Come si vede, non era molto piacevole la compagnia di Anselmo Paleari.

Ma, pensandoci bene, potevo io senza rischio, o meglio, senza vedermi costretto a mentire, aspirare a qualche altra compagnia men lontana dalla vita? Mi ricordavo ancora del cavalier Tito Lenzi. Il signor Paleari invece non si curava di saper nulla di me, pago dell’attenzione ch’io prestavo a’

suoi discorsi. Quasi ogni mattina, dopo la consueta abluzione di tutto il corpo, mi accompagnava nelle mie passeggiate; andavamo o sul Gianicolo o su l’Aventino o su Monte Mario, talvolta sino a Ponte Nomentano, sempre parlando della morte.

«Ed ecco che bel guadagno ho fatto io,» pensavo, «a non esser morto davvero!»

Tentavo qualche volta di trarlo a parlar d’altro; ma pareva che il signor Paleari non avesse occhi per lo spettacolo della vita intorno; camminava quasi sempre col cappello in mano; a un certo punto, lo alzava come per salutar qualche ombra ed esclamava:

— Sciocchezze!

Una sola volta mi rivolse, all’improvviso, una domanda particolare:

— Perché sta a Roma lei, signor Meis?

Mi strinsi ne le spalle e gli risposi:

— Perché mi piace di starci…

— Eppure è una città triste, — osservò egli, scotendo il capo. — Molti si meravigliano che nessuna impresa vi riesca, che nessuna idea viva vi attecchisca. Ma questi tali si meravigliano perché non vogliono riconoscere che Roma è morta.
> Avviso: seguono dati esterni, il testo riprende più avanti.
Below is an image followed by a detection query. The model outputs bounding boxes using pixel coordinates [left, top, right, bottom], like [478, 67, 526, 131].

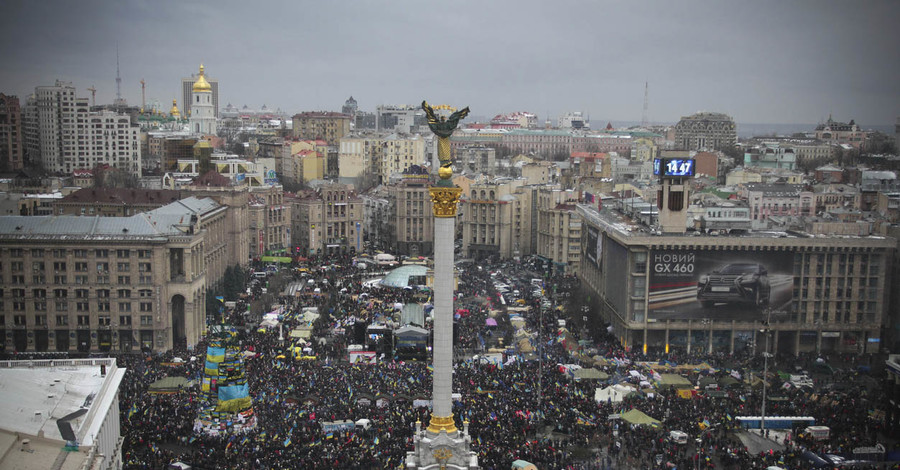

— Morta anche Roma? — esclamai, costernato.

— Da gran tempo, signor Meis! Ed è vano, creda, ogni sforzo per farla rivivere. Chiusa nel sogno del suo maestoso passato, non ne vuol più sapere di questa vita meschina che si ostina a formicolarle intorno. Quando una città ha avuto una vita come quella di Roma, con caratteri così spiccati e particolari, non può diventare una città moderna, cioè una città come un’altra. Roma giace là, col suo gran cuore frantumato, a le spalle del Campidoglio. Son forse di Roma queste nuove case? Guardi, signor Meis.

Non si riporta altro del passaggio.